Ilya Segalovich, Co-Founder And CTO Of Russian Search Giant Yandex, Dies From Cancer Complications, Aged 48

UPDATE: Yandex’s CEO, Arkady Volozh, has officially announced that Ilya Segalovich has passed away, today, Sunday July 28. (Earlier: Yandex, sadly, announced Segalovich’s death prematurely. A company spokesperson informed media early today that Segalovich is still alive, although on life support in a coma and does not show any brain function.) Again, our thoughts are with his family and friends.

Very sad news this morning for Yandex — “the Google of Russia” — and for the country’s wider technology community: Ilya Segalovich, Yandex’s co-founder and CTO, has passed away from cancer complications. He was 48.

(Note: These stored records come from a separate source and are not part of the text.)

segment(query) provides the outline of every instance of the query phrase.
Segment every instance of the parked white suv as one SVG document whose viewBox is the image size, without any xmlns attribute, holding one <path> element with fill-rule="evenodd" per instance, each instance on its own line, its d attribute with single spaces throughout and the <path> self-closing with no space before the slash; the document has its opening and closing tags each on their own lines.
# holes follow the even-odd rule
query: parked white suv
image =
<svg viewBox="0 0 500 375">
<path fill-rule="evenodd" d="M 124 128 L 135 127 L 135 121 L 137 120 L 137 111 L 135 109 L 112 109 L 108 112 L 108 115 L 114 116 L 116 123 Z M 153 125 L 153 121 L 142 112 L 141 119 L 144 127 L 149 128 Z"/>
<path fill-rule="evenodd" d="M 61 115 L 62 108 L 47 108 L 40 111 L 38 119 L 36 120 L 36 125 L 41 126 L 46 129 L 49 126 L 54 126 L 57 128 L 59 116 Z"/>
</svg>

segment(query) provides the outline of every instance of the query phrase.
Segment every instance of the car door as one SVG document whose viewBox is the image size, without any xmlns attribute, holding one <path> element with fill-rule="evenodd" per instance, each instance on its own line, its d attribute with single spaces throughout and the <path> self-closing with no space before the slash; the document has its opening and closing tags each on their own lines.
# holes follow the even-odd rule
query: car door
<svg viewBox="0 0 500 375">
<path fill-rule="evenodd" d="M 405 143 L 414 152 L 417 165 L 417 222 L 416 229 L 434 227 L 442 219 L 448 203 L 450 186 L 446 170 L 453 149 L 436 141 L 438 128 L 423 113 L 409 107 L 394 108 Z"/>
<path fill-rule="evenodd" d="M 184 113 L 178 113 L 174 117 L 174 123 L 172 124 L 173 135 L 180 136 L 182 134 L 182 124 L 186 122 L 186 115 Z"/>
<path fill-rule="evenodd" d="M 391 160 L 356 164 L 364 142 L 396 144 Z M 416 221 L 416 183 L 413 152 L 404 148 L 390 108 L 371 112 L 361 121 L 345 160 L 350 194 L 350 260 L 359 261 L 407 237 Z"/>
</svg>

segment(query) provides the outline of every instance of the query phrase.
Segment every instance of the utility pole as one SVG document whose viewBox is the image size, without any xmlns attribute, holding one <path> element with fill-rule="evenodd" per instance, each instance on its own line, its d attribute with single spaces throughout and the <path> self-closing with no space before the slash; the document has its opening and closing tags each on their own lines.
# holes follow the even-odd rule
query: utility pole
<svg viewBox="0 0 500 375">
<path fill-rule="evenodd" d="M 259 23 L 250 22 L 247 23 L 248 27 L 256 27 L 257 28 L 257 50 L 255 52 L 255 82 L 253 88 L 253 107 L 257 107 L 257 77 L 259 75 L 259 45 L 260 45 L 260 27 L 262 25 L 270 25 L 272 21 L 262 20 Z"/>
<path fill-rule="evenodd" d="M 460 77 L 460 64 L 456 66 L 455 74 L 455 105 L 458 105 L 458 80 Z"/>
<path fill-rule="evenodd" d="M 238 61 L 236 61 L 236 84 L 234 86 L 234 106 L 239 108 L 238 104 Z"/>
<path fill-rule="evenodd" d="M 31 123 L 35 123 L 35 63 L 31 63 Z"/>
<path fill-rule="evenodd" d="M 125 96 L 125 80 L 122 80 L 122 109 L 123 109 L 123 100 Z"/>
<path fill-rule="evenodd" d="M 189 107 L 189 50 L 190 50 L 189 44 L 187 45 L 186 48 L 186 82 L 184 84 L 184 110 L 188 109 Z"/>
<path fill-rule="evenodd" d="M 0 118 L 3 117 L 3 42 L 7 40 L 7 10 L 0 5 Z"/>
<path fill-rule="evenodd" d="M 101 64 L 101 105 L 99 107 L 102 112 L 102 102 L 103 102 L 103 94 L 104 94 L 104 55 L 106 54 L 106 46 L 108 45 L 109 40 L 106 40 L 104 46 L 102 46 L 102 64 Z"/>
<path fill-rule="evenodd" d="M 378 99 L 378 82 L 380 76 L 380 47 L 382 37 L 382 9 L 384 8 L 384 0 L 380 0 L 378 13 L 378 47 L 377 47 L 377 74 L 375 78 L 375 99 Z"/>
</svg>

“Ilya had been responding well to cancer treatment before unexpectedly succumbing to complications early this morning,” a spokesperson told TechCrunch. The official company statement includes a note from Arkady Volozh, the other co-founder and CEO, who was also a friend of Segalovich:

“Ilya was a friend of life and this is a terrible personal loss. Ilya’s contributions to the founding and development of Yandex were invaluable. More importantly, his philanthropic contributions touched many children in need. My thoughts and those of all of the Yandex family are with Ilya’s family at this difficult time. We know that the strong technical team Ilya helped to build will carry on the work Ilya cared so passionately about. Ilya was an encyclopedia in technology and his highest ethical standards has always set the landmark for us all.”

Segalovich and Volozh started Yandex more than 20 years ago, first as a search engine that indexed the Bible and rapidly ramping it up to cover other searching — Yandex, he once told me, was short for “Yet Another Index.” Eventually, that also extended to any networked service under the sun — spanning web search, mapping, mobile, cloud-based storage, mail and much more. Considering that portfolio of products, combined with Yandex’s dominant position in the Russian search market, it was no surprise that it picked up the moniker of “the Google of Russia.”

Throughout all of that growth, the two co-founders remained collaborators and friends. Last year, when I had the privilege of meeting Segalovich, he described how the two had continued to work closely together. “Arkady and I understand each other before others understand us,” he told me. “We sit in the same room, even now.”

Segalovich was the embodiment of that classic, strong combination of super-smart technologist and man with big ideas. Bristling slightly when I brought up the Google comparison, he touted Yandex’s own engineering prowess and earliest moves in search, which predated those of its U.S. counterpart.

The dominance of Google perhaps clipped Yandex’s wings in terms of where Yandex could and would end up taking its products. So, rather than trying to go head-to-head with the company in markets like Europe on products like search, Yandex took another route, looking for market share both in countries that either Google or others like Baidu had not (yet) conquered, and by moving into totally new product areas that were still new enough for others to make headway.

To that end, Segalovich was a strong advocate and champion of Yandex’s extension into new product areas like maps and mobile. (Indeed, even in Russia, Google is a formidable player whose power is growing. Yandex has a 60%+ share of the search market, but Google’s huge win in Android as the smartphone platform to beat in Russia is likely to shift that balance over time. Hence, Yandex’s big push especially into mobile and cloud services. “We are very close to having a full set of Android services,” he told me last year. “We have a great set of all the applications that you need. We have great mail, maps, full solutions and now we have a shell and widgets.” It has, however, yet to launch a full, Android-style OS, and it may never do.)

Segalovich was proud of the 1200+ engineers at Yandex who were responsible for building all of that, although he also admitted to me that he had, like many who move into executive positions, strayed far from being a programmer himself. “I wrote my last line of code four years ago,” he joked last year. “It was heavy C++ and wasn’t that useful.”

He was indeed a very modest, but very brilliant, guy. He will be missed. RIP.